EDITO mai 2023

Les maux de la gouvernance

La pénibilité au cœur du refus populaire du recul de l’âge de la retraite a mis au jour une aggravation générale de la souffrance au travail. Elle a trois expressions : avec l’empilement de superviseurs de la supervision et de gestionnaires de la gestion, le poids hiérarchique dans l’entreprise est devenu étouffant et la tâche écrasante ; le travailleur est entravé dans le bon accomplissement de sa tâche par des préconisations hiérarchiques qui nient sa compétence et le conduisent trop souvent, contre sa conscience mortifiée, à mal faire ; privé de vision du sens et du devenir de sa tâche dans l’œuvre commune, il voit son action, et par là sa personne, réduites à celle d’un automate. En même temps que la concentration des richesses, on assiste à l’aspiration de la responsabilité et du pouvoir de décision vers les sommets hiérarchiques dont s’ensuit l’inefficacité, voire l’arrogante impéritie d’« élites » coupées des réalités (exemple : l’héroïsme des soignants a maintenu l’hôpital à flot pendant le covid alors que ses gestionnaires beaucoup mieux payés auxquels ils ont dû désobéir pour agir étaient totalement inutiles et dépassés). La souffrance au travail est donc essentiellement causée par une gouvernance qui vise, davantage qu’à la juste répartition de l’effort et du gain, au renforcement du pouvoir et à l’accroissement de la richesse d’éminences isolées qui ne descendent jamais de leurs hauteurs qu’en parachute doré.

La même involution s’observe de manière analogue dans l’organisation de notre vie collective — la politique — comme le conflit sur l’âge de la retraite l’illustre de façon presque obscène.
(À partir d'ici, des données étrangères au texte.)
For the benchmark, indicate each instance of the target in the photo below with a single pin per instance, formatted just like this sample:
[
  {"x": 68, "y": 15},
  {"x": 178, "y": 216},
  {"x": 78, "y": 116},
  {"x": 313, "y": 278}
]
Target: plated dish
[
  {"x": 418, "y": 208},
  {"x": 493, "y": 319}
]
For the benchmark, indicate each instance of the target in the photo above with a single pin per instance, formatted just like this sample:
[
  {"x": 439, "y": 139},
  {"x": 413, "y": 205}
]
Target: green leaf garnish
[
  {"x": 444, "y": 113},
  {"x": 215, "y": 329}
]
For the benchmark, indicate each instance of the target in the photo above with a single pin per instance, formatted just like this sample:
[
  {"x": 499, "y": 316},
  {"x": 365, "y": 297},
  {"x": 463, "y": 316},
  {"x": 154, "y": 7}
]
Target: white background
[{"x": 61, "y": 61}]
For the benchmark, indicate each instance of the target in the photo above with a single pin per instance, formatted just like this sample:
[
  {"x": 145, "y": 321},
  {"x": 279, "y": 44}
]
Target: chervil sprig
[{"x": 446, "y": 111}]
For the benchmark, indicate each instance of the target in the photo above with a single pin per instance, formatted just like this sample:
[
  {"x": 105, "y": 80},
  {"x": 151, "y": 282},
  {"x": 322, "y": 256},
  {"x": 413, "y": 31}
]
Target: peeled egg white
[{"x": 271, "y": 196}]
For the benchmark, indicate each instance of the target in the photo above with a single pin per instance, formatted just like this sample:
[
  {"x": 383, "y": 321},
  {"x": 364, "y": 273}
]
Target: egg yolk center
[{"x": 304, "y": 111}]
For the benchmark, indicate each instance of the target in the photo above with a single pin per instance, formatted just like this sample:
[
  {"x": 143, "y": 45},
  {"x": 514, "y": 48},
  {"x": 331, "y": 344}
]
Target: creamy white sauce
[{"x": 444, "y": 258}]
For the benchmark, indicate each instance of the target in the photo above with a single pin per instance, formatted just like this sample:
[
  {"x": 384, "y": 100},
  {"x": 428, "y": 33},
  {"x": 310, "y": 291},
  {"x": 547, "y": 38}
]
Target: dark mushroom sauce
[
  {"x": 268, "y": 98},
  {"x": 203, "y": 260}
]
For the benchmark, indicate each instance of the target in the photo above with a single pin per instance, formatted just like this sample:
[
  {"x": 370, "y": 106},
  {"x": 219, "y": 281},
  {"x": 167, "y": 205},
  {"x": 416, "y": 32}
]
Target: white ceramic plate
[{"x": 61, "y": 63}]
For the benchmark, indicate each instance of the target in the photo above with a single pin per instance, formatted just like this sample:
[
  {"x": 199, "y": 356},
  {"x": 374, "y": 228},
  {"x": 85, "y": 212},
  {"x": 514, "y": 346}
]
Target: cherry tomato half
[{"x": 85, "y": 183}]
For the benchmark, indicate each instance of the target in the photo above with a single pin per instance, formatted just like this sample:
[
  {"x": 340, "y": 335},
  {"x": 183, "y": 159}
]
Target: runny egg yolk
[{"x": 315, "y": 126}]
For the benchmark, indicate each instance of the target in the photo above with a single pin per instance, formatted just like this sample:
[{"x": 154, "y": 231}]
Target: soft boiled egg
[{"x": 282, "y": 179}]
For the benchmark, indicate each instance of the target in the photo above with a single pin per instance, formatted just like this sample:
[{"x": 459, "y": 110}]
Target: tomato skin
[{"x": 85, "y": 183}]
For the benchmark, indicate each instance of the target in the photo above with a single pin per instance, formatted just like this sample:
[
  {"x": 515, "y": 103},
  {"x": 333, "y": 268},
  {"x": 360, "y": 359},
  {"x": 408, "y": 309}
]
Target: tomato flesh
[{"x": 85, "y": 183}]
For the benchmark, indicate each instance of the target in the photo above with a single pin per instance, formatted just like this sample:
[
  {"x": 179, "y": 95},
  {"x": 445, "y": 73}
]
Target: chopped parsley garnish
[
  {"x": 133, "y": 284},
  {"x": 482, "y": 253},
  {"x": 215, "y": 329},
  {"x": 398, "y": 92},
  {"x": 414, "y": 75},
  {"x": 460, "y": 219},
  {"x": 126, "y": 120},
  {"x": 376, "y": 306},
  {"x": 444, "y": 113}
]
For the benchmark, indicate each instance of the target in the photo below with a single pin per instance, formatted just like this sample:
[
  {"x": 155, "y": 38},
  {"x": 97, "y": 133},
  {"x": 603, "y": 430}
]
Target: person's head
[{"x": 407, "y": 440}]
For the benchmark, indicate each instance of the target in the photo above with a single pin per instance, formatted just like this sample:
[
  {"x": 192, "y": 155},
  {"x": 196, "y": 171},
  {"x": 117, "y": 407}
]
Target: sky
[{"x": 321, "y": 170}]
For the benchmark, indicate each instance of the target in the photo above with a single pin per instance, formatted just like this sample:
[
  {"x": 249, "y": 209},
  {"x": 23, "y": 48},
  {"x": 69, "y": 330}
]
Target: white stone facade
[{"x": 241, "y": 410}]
Ce qu’il est convenu d’appeler la « classe politique », formée de professionnels qui tendent à ne plus représenter qu’eux-mêmes, aspire elle aussi tout le pouvoir de légifération et de décision, avec là aussi le même résultat de concentration extrême et sa conséquence d’impéritie patente que la population subit de plein fouet (délabrement des services publics, décrépitude des institutions, inflation, dette…). La richesse collective que constitue le débat démocratique, spectaculairement dégradée, est en outre confisquée par une sphère médiatique consanguine des cercles de pouvoir et régie par de grands groupes industriels ou financiers. Dans une démocratie où un ministre (Franck Riester) ne craint pas de déclarer que le débat ne peut s’organiser qu’« autour des sujets sur lesquels on est d’accord », on peut s’attendre de la part du peuple souverain à d’énergiques rectifications de l’ordre du jour ainsi qu’à une grave et dangereuse perte de confiance dans les institutions gouvernementales. Rappelons que le mot ministre, dérivé de minus, signifie « serviteur », et que l’oublier met la société en péril : une gouvernance avisée résout les conflits ; une gouvernance qui s’exerce en son propre nom ne génère que désordres et violence.

Animés par la charité, les catholiques ont le moyen et le devoir d’apporter remède aux maux de la gouvernance. Mais s’ils sont retenus par une sécularisation de la société qui cantonne leur influence à la sphère privée, ils le sont plus encore par les maux qui affectent leur propre gouvernance ecclésiale, très loin d’être exemplaire, comme le souligne cruellement le rapport Sauvé : tant de crimes auraient-ils été possibles si les coupables n’avaient pas été isolés dans une superbe où ils concentraient pouvoir institutionnel et, prétendument, richesse spirituelle ? Reconstruire une saine gouvernance dans l’Église est la responsabilité de tous les fidèles inspirés par l’Évangile. Par lui, le « Très-Saint-Père » est plus justement et simplement nommé « serviteur des serviteurs de Dieu » car « Jésus appela les Douze et leur dit : « Si quelqu’un veut être le premier, qu’il soit le dernier de tous et le serviteur de tous. » (Marc 9,35). Rappelons-nous et rappelons à nos propres ministres qu’à la veille du supplice, Jésus récusa le nom de « Maître » — que pourtant il est, et seul est — en accomplissant le geste du lavement des pieds dévolu aux esclaves (Jean 13,1-15). Il réitéra alors l’exhortation qu’il avait prononcée en dénonçant la domination hypocrite des scribes et des Pharisiens : « Pour vous, ne vous faites pas appeler Maître; car vous n’avez qu’un seul Maître, et vous êtes tous frères. N’appelez personne sur la terre votre Père : car vous n’en avez qu’un seul, le Père céleste. Ne vous faites pas non plus appeler Docteurs ; car vous n’avez qu’un seul Docteur, le Christ. » (Matthieu 23,8-10). Faisons que par nous, aujourd’hui encore, Jésus proclame à tous que dans l’Église comme dans la Cité jusque dans le bureau ou l’atelier, le principe d’une juste gouvernance est celui de l’humilité fraternelle.